3.1 Scrape Latest CA-ISO Data

Here, I query from the California Independent System Operator’s (ISO). Their OASIS API allowed me to pull hour by hour demand. However, querying from this API is challenging. Documentation is limited. Furthermore, the API limits the amount of data that can be downloaded with each pull, requiring many repetitive pulls.

#Set query parameters
  start_date     <- as.Date("2011-06-01") #Set to after PGE structural break
  end_date       <- Sys.Date()
  market_process <- "ACTUAL"              #Select from: 2DA, 7DA, DAM, ACTUAL, RTM

#Check for data downloaded in previous scrapes, adjust scraping start date accordingly
  extant_data <- read.csv("/home/noah/Documents/Code Samples/CAISO/Data/Actual Hourly Integrated Load by Region.csv") #CHANGE THIS TO RELATIVE PATH BEFORE PUB
  extant_data$X <- NULL
  extant_data$OPR_DT <- as.Date(extant_data$OPR_DT)
  
  n_start_date <- max(start_date, max(extant_data$OPR_DT-1, na.rm = TRUE))

#Prepare dates used to loop through portions of days (30 at a time)
  #Create Vector of start and end dates
    all_dates <- as.Date(n_start_date:end_date,origin="1970-01-01") #all dates desired
    start_dates <- c(n_start_date, all_dates[1:length(all_dates)%%30==0]) #start dates every 30 days
    end_dates   <- unique(c(start_dates[2:length(start_dates)],end_date)) #offset start dates to get end dates
    if(length(start_dates)==1){end_dates <- end_date} #needed in case of only one scraping period
  #Get correct dates to include tz offset 
    start_offset <- tz_offset(start_dates)
    end_offset <- tz_offset(end_dates)
  #Create list the length of start_dates, in order to hold query results  
    data_list <- vector("list",length(start_dates))

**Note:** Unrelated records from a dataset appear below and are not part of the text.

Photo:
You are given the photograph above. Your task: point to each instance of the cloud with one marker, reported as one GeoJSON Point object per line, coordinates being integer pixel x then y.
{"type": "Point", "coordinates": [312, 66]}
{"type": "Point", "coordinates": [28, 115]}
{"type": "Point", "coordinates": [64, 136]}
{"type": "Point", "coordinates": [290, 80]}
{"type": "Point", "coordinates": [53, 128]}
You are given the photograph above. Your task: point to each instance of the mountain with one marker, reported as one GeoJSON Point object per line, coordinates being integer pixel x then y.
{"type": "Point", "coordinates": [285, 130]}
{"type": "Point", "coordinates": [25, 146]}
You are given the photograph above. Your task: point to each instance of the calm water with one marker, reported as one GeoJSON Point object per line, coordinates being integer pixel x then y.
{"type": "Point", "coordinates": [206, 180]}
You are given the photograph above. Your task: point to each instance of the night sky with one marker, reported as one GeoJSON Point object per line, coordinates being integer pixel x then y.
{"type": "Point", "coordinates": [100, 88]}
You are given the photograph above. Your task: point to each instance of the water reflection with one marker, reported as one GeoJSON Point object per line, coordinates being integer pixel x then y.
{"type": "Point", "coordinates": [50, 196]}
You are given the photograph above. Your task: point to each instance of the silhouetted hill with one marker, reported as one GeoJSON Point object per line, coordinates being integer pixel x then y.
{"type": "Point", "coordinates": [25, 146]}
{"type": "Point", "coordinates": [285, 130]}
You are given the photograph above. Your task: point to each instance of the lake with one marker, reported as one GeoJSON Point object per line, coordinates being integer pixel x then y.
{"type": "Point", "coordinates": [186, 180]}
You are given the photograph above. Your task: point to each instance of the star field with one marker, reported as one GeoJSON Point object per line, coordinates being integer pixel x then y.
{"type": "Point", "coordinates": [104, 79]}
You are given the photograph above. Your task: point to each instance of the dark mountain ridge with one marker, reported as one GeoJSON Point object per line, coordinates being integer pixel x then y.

#Set other query parameters
  q_base <- "http://oasis.caiso.com/oasisapi/SingleZip?queryname=SLD_FCST"
  q_process <-  paste0("market_run_id=",market_process)
  q_format <-  "resultformat=6"
  q_v <- "version=1"

#Pull one thirty day period at a time
  for(i in 1:length(start_dates)){
    #Set variable query components
      q_start_date <-  paste0("startdatetime=",format(start_dates[i], "%Y%m%d"),"T0",start_offset[i],":00-0000")
      q_end_date <-  paste0("enddatetime=",format(end_dates[i], "%Y%m%d"),"T0", end_offset[i],":00-0000")
      query <-paste(q_base, q_process, q_format, q_start_date, q_end_date, q_v, sep="&") #Query URL for the OASIS API
    #Assemble query
      query <-paste(q_base, q_process, q_format, q_start_date, q_end_date, q_v, sep="&") #Query URL for the OASIS API
    #Download Query
      tf = tempfile() #create temporary destination file
      download.file(query,tf) #download file to tempfile
      fname = unzip(tf,list=T)$Name[1] #Unzip downloaded file
      data_list[[i]] <- read.csv(unz(tf, fname)) #Read delimited data from file
      Sys.sleep(5) #Pause, so as not to sent overlapping queries
    }

#Clean and export choice cuts of data
  caiso_df <- data_list[unlist(lapply(data_list,ncol))==14] %>%
     bind_rows()%>%
     select(c("OPR_DT","OPR_HR","TAC_AREA_NAME","LABEL","POS","MW"))%>%
     mutate(OPR_DT = as.Date(OPR_DT),
            TAC_AREA_NAME <- as.character(TAC_AREA_NAME))%>%
     bind_rows(extant_data)%>%
     group_by(OPR_DT,OPR_HR,TAC_AREA_NAME) %>%
     summarize(LABEL = last(LABEL), POS = last(POS),MW = last(MW)) %>%
     mutate(date = OPR_DT, hour_f = factor(OPR_HR))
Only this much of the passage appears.